You can’t answer these questions without getting into the details of the cases. Alternative hypotheses will have be detailed and specific, and their plausibility will rely on background knowledge about such cases.

For example, it will matter to your estimation of the probabilities if you’re familiar with the skeptical literature on UFOs, close encounters, alien abductions, etc. Knowing about cases of fraud, knowing about the psychology of perception, knowing about sleep paralysis and other psychological phenomena that can generate hallucination, etc. All of that will matter to your assessment.

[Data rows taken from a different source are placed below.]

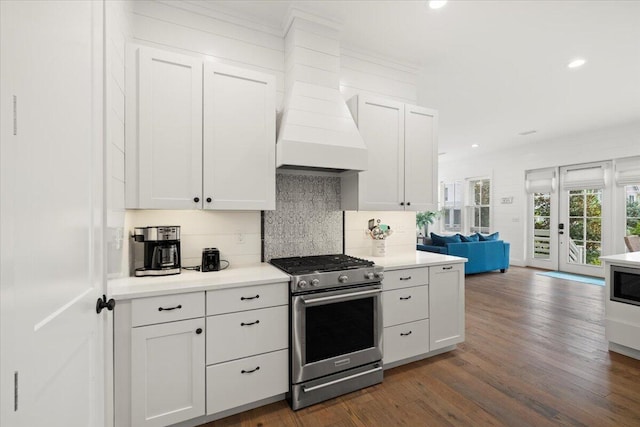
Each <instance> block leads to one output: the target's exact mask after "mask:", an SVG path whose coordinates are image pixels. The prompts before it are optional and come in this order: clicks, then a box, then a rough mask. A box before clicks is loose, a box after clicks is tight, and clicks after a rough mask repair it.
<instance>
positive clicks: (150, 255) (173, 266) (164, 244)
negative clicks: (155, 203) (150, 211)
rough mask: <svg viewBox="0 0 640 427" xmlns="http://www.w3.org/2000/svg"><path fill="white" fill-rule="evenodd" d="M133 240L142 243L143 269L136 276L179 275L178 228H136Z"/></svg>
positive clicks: (133, 232) (136, 272) (135, 271)
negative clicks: (143, 252) (142, 247)
mask: <svg viewBox="0 0 640 427" xmlns="http://www.w3.org/2000/svg"><path fill="white" fill-rule="evenodd" d="M133 239H134V240H135V241H136V242H141V243H144V267H142V268H136V271H135V275H136V276H168V275H171V274H180V268H181V264H180V226H177V225H171V226H159V227H136V228H135V229H134V231H133Z"/></svg>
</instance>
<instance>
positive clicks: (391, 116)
mask: <svg viewBox="0 0 640 427" xmlns="http://www.w3.org/2000/svg"><path fill="white" fill-rule="evenodd" d="M357 121H358V129H359V130H360V134H361V135H362V138H363V139H364V142H365V144H367V152H368V158H369V167H368V169H367V170H366V171H364V172H360V176H359V188H358V193H359V206H358V209H360V210H379V211H380V210H382V211H383V210H391V211H397V210H403V209H404V208H403V207H402V205H401V203H402V204H403V202H404V178H403V177H404V144H403V141H404V105H403V104H401V103H399V102H393V101H388V100H383V99H377V98H367V97H359V98H358V113H357Z"/></svg>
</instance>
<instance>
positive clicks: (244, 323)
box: [240, 320, 260, 326]
mask: <svg viewBox="0 0 640 427" xmlns="http://www.w3.org/2000/svg"><path fill="white" fill-rule="evenodd" d="M258 323H260V321H259V320H256V321H255V322H249V323H244V322H242V323H240V326H251V325H257V324H258Z"/></svg>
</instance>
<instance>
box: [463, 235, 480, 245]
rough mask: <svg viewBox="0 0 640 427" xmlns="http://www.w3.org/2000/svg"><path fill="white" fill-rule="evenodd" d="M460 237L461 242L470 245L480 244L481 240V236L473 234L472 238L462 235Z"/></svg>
mask: <svg viewBox="0 0 640 427" xmlns="http://www.w3.org/2000/svg"><path fill="white" fill-rule="evenodd" d="M459 236H460V240H461V241H462V242H465V243H468V242H478V241H479V240H480V235H479V234H477V233H476V234H472V235H470V236H463V235H462V234H459Z"/></svg>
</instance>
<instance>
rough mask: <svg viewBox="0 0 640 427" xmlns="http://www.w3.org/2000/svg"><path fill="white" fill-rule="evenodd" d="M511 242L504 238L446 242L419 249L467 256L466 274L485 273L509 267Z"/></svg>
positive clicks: (428, 250)
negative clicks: (479, 240)
mask: <svg viewBox="0 0 640 427" xmlns="http://www.w3.org/2000/svg"><path fill="white" fill-rule="evenodd" d="M510 246H511V245H510V244H509V243H507V242H504V241H502V240H487V241H478V242H460V243H445V244H444V246H433V245H418V247H417V249H418V250H419V251H427V252H435V253H440V254H445V255H454V256H459V257H464V258H467V259H468V260H469V261H467V262H466V263H465V264H464V273H465V274H474V273H483V272H486V271H492V270H500V271H501V272H502V273H504V272H505V271H506V270H507V268H509V248H510Z"/></svg>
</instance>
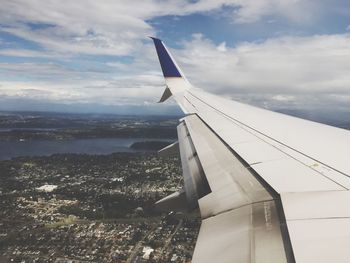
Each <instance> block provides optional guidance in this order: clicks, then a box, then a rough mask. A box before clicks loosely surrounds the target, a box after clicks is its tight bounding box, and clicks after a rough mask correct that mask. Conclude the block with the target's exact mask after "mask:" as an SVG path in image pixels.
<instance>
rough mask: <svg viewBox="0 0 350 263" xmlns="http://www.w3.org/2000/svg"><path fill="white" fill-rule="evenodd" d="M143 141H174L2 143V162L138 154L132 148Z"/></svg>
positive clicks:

On the other hand, knowing about cases of government cover-ups can influence you the other way. It will also matter if it’s happened to you; if you’re the one who has an experience that you interpret as alien contact. That will affect the probabilities that you assign those these alternatives.

Now, returning to the original question — does the quantity of observations, the sheer numbers, by itself, count in favor of the hypothesis?

I would say that this depends on the details of the alternative hypotheses. If the alternatives appeal to principles of human psychology, or statistical facts, that are universal, or cultural facts that are widely shared (e.g. widely shared experiences of aliens in movies and television), then we might well expect that in a population of 7 billion people, millions of people may have experiences which they interpret as evidence of alien contact.

And if that’s the case, then even millions of reports may not count in favor of the alien hypothesis, because we’re still dealing with a situation like this …

1. If H1 then O
2. If H2 then O
3. O

… where the evidence doesn’t strongly support one hypothesis over another.

Now, if we can get an alien ship landing on the lawn of the White House in Washington, or blowing up New York and Paris, that’ll be a different situation.

I think I’ll stop here, but I hope this is stimulating or helpful in some way!